Note: these sites do not offer advice. The cheapest may not be suitable; it is up to you to read the policy and ensure it meets your needs.
Gap-year, Backpacker, Extended Stay travel insurance
Check the policy before you buy; see the section on pitfalls above. Ensure it covers any work or activities you may do on your travels.
1. The sites above will enable you to compare backpacker/extended stay policies from many insurers. Note: the prices shown will be for the “standard” policies, you may need to add on cover which will increase the premium.
2. WorldNomads is known internationally for backpacker insurance, and sold/advertised by both Lonely Planet and Rough Guides. (diclosure: and Travelchimps!)
- When I checked you could take out a policy for up to 18 months, or extend your policy whilst abroad;
- you can claim online whilst on your travels
- good options available for those wishing to undertake a variety of work during their travels
- various options for those wanting to do some adventurous activities
- very high age bar (insurance available to those under age 60)
3. STAtravel On our last check they offered policies from one week to 24 months.
Some backpacker/world travel policies have an upper age limit of low thirties and many are not available to the over 40s or 50s.

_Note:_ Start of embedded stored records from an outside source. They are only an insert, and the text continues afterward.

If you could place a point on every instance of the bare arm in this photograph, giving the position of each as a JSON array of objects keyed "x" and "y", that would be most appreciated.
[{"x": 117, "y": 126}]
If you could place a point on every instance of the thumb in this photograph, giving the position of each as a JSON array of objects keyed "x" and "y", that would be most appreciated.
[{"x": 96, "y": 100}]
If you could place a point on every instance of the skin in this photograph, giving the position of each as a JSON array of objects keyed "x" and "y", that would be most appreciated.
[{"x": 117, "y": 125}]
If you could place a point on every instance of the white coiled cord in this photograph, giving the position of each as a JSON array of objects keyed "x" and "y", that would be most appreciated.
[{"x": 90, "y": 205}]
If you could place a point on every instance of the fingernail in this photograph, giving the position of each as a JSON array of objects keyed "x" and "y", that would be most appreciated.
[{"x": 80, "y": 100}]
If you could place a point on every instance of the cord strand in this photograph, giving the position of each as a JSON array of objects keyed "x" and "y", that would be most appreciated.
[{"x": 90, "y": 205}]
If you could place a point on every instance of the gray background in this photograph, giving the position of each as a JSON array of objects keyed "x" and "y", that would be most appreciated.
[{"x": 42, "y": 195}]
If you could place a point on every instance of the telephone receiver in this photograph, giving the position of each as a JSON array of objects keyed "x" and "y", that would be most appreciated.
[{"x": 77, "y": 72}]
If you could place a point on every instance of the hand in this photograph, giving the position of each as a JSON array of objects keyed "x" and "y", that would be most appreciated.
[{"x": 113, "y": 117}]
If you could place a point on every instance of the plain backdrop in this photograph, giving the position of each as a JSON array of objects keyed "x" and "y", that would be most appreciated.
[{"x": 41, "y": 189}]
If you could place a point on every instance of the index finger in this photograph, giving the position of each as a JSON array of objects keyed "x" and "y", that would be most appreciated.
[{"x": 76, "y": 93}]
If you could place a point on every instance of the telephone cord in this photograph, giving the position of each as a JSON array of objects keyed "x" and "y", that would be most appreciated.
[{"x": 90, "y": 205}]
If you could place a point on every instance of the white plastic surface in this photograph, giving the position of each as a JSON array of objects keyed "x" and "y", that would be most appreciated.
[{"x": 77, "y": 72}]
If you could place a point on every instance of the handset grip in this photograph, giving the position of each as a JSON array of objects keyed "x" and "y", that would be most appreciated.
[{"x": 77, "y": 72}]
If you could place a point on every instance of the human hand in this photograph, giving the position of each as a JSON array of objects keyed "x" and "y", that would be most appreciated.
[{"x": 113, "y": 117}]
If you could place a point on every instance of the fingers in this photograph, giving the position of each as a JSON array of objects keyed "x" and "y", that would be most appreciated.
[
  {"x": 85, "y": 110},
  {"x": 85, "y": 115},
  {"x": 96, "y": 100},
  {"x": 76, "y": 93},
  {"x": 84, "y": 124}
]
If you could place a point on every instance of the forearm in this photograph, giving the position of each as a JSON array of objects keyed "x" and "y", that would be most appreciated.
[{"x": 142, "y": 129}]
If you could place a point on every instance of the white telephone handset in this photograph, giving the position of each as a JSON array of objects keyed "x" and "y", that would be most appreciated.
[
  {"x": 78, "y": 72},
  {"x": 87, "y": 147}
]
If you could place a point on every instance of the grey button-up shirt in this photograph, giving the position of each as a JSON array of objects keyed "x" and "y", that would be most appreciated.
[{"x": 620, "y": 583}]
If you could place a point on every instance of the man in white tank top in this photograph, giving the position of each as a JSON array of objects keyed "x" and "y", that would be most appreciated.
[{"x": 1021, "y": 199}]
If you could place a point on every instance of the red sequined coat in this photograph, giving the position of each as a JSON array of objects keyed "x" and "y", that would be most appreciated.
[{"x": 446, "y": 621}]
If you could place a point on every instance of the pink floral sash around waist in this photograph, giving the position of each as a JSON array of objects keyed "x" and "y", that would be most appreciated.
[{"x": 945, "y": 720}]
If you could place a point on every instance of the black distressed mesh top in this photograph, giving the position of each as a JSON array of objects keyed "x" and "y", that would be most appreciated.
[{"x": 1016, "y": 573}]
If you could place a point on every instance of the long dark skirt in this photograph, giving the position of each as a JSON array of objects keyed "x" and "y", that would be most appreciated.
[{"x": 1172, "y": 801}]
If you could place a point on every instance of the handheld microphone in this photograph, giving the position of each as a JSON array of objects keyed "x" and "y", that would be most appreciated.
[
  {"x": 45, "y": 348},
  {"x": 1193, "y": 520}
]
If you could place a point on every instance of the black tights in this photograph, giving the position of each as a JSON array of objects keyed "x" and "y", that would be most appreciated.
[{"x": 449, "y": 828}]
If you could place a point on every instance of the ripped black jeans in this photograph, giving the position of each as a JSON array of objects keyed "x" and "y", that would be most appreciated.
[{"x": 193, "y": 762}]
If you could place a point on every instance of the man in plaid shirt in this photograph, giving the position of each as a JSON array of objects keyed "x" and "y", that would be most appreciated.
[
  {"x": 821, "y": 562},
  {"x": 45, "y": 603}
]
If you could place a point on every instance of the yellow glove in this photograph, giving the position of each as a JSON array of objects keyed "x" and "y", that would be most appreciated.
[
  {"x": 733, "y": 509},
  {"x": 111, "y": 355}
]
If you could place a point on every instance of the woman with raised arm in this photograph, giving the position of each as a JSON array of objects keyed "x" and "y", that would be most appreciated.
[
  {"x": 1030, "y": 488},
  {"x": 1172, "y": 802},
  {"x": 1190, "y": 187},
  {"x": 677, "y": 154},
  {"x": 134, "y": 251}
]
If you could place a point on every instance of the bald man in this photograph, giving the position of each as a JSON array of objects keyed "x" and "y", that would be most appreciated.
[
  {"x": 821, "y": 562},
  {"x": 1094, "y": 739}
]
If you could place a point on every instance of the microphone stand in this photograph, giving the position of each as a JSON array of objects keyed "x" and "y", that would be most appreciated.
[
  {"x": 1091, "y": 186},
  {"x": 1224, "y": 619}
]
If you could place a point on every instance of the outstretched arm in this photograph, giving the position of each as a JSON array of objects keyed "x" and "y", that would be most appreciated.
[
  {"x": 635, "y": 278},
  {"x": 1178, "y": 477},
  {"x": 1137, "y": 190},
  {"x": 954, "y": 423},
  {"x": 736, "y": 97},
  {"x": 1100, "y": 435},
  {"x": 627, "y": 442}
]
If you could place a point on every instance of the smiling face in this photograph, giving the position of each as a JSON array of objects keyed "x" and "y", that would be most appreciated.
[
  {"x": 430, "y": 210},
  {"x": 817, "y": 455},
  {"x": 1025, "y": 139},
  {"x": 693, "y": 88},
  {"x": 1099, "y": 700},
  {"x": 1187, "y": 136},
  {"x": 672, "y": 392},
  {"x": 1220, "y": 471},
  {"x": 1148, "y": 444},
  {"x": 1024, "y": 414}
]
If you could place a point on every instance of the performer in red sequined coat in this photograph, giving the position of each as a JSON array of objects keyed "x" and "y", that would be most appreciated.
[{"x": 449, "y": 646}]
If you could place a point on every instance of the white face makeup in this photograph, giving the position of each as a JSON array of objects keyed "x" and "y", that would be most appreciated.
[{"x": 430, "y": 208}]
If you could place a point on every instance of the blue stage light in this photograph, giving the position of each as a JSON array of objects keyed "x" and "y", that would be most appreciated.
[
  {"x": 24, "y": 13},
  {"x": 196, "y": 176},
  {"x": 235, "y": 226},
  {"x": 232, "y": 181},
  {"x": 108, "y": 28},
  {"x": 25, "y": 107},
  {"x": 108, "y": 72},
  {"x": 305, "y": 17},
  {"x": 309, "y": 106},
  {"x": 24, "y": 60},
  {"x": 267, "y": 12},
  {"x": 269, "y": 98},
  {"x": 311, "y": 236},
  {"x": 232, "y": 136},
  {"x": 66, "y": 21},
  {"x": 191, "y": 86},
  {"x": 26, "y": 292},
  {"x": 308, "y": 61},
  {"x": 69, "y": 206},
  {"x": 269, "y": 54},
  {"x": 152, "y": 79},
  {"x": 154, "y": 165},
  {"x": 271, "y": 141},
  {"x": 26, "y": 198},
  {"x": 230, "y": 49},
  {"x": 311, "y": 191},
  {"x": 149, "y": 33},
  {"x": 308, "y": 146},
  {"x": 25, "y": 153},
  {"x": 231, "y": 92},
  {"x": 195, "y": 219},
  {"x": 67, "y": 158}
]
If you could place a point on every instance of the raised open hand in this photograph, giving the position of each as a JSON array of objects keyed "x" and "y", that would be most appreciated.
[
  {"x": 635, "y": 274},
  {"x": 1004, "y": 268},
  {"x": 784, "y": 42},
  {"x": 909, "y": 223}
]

WorldNomads offers policies to under 60’s;
World First (below) should also be able to find policies for older career break travellers.
Medical Conditions and Older Travellers
Single and multi-trip holiday insurance can be expensive and difficult to obtain after age 60 or if you have a medical condition. You can try:
World First Specialist, offering travel insurance up to age 100, those with medical conditions, and not so young gap year travellers,
Saga Single and multi trip for the over 50s.
Free Spirit No upper age. Single and multi-trip policies for those with medical conditions.
Age UK The charity formed by the merger of Age Concern and Help the Aged.
Columbus Direct Single Trip (
no upper age 85); Annual (up to age 74).